[mvapich-discuss] Issue with mpi_alltoall on 64 nodes or more

Thu Apr 27 02:09:10 EDT 2006

Hello Rick,

Thank you for your detailed analysis of the problem. It seems that the
problem seems to stem from the pattern of communication, in particular,
the network doesn't seem to be able to withstand a lot of non-blocking
all-to-all communication. Typically, the InfiniBand clusters we have had
experience with, we haven't seen this type of behavior.

The workaround you suggest for changing the threshold of all-to-all,
will work for this benchmark program. However, any other MPI application
code may exhibit this kind of behavior, which might be difficult to
change from the MPI library :-) Besides, the non-blocking algorithm
suggested in MPICH and the RDMA version suggested by us
(intra_rdma_alltoall.c) has been proven to be optimal for most IB
clusters.
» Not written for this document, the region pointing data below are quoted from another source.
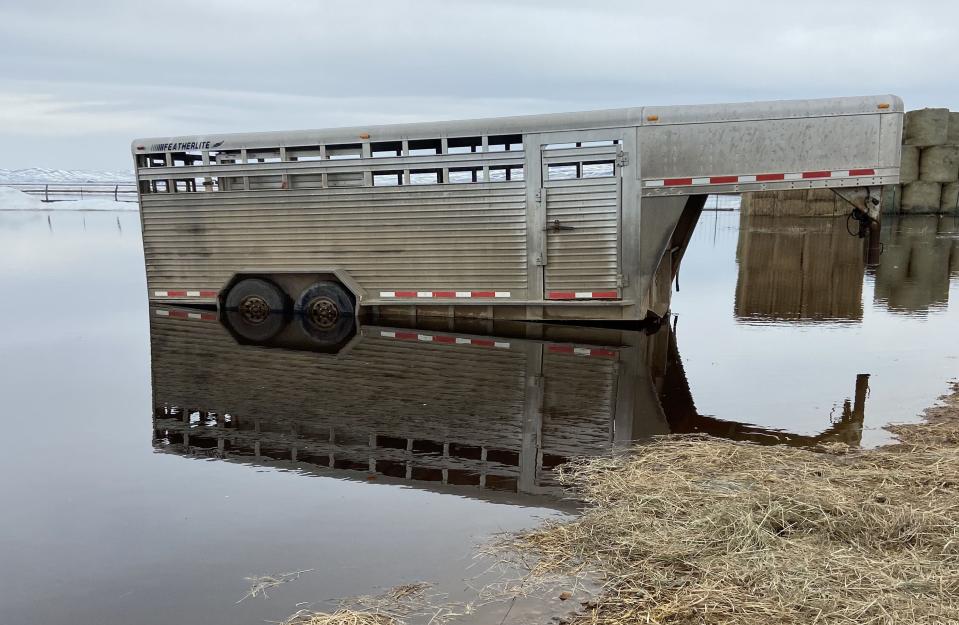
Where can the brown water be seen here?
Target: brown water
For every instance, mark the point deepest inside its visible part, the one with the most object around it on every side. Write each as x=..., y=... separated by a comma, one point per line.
x=153, y=461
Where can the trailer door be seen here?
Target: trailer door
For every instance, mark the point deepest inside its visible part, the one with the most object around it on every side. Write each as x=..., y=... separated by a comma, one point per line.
x=580, y=212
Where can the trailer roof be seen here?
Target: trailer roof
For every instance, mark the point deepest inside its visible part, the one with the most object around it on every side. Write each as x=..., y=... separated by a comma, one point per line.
x=609, y=118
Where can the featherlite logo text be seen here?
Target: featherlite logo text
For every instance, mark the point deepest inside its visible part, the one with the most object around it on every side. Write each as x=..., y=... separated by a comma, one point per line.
x=184, y=145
Hence, switching to the other algorithm may give a performance
hit.

Once again thanks for your analysis and sharing it with the group.

Thanks,
Sayantan.

* On Apr,4 Rick Warner<rick at microway.com> wrote :
> We've narrowed down the MPI_Alltoall() problem a bit.  The customer
> test code that showed the problem with MPI_Alltoall() had 128MB/N^2 as
> its amount of data sent from each process, where N is the process
> count.  For N==64, the message size comes out to 32768. For N<64, the
> message size is more than 32768.
> 
> Looking at .../src/coll/intra_fns_new.c, it seems that MPI_Alltoall()
> uses one of four different algorithms, depending on the message size
> and number of processes. In our case, for N<64, it is using algorithm
> 3 or 4 (depending on whether N is a power of 2), the large message
> algorithm using MPI_Sendrecv(). For N>=64, it is using algorithm 2,
> the medium message algorithm that uses nonblocking MPI_Isend() and
> MPI_Irecv() to and from all other processes, followed by
> MPI_Waitall(). In other contexts we've seen some apparent starvation
> issues with a large number of simultaneous nonblocking sends and
> receives.
> 
> We're thinking of a workaround that bypasses algorithm 2 for medium
> messages (I guess we could leave it in in the other case, namely short
> messages with fewer than 8 processes). To do so, we would change the
> definition of MPIR_ALLTOALL_MEDIUM_MSG in line 35 of intra_fns_new.c
> from 32768 to:
> 
> #define MPIR_ALLTOALL_MEDIUM_MSG 256
> 
> How does this sound? We're thinking that using the large message
> algorithm for medium-sized messages shouldn't hurt too much, and
> may avoid the problems we've been seeing.
> 
> On Wednesday 26 April 2006 14:27, Rick Warner wrote:
> > It gave the same slow behavior with the DISABLE_RDMA_ALLTOALL=1 addition.
> > Another thing that has been tried is to split the machines list up so that
> > 16 systems from each leaf switch are used.  With this configuration, it
> > seems to run properly about 90% of the time, only sometimes taking multiple
> > seconds to complete.
> >
> > On Wednesday 26 April 2006 01:48, Sayantan Sur wrote:
> > > Hello Rick,
> > >
> > > * On Apr,1 Rick Warner<rick at microway.com> wrote :
> > > > Hello all,
> > > >  We are experiencing a problem on a medium sized infiniband cluster (89
> > > > nodes).  mpi_alltoall on 64 or more nodes takes an excessively long
> > > > time. On 63 nodes, it completes in a fraction of a second.  On 64, it
> > > > takes about 20 seconds.
> > >
> > > Thanks for your report to the group. Could you please try to use the
> > > Alltoall program like this:
> > >
> > > $ mpirun_rsh -np 64 -hostfile mf DISABLE_RDMA_ALLTOALL=1 ./a.out
> > >
> > > If you could report the result of this back, it will help us in
> > > narrowing down the problem.
> > >
> > > Thanks,
> > > Sayantan.
> 
> -- 
> Richard Warner
> Lead Systems Integrator
> Microway, Inc
> (508)732-5517

-- 
http://www.cse.ohio-state.edu/~surs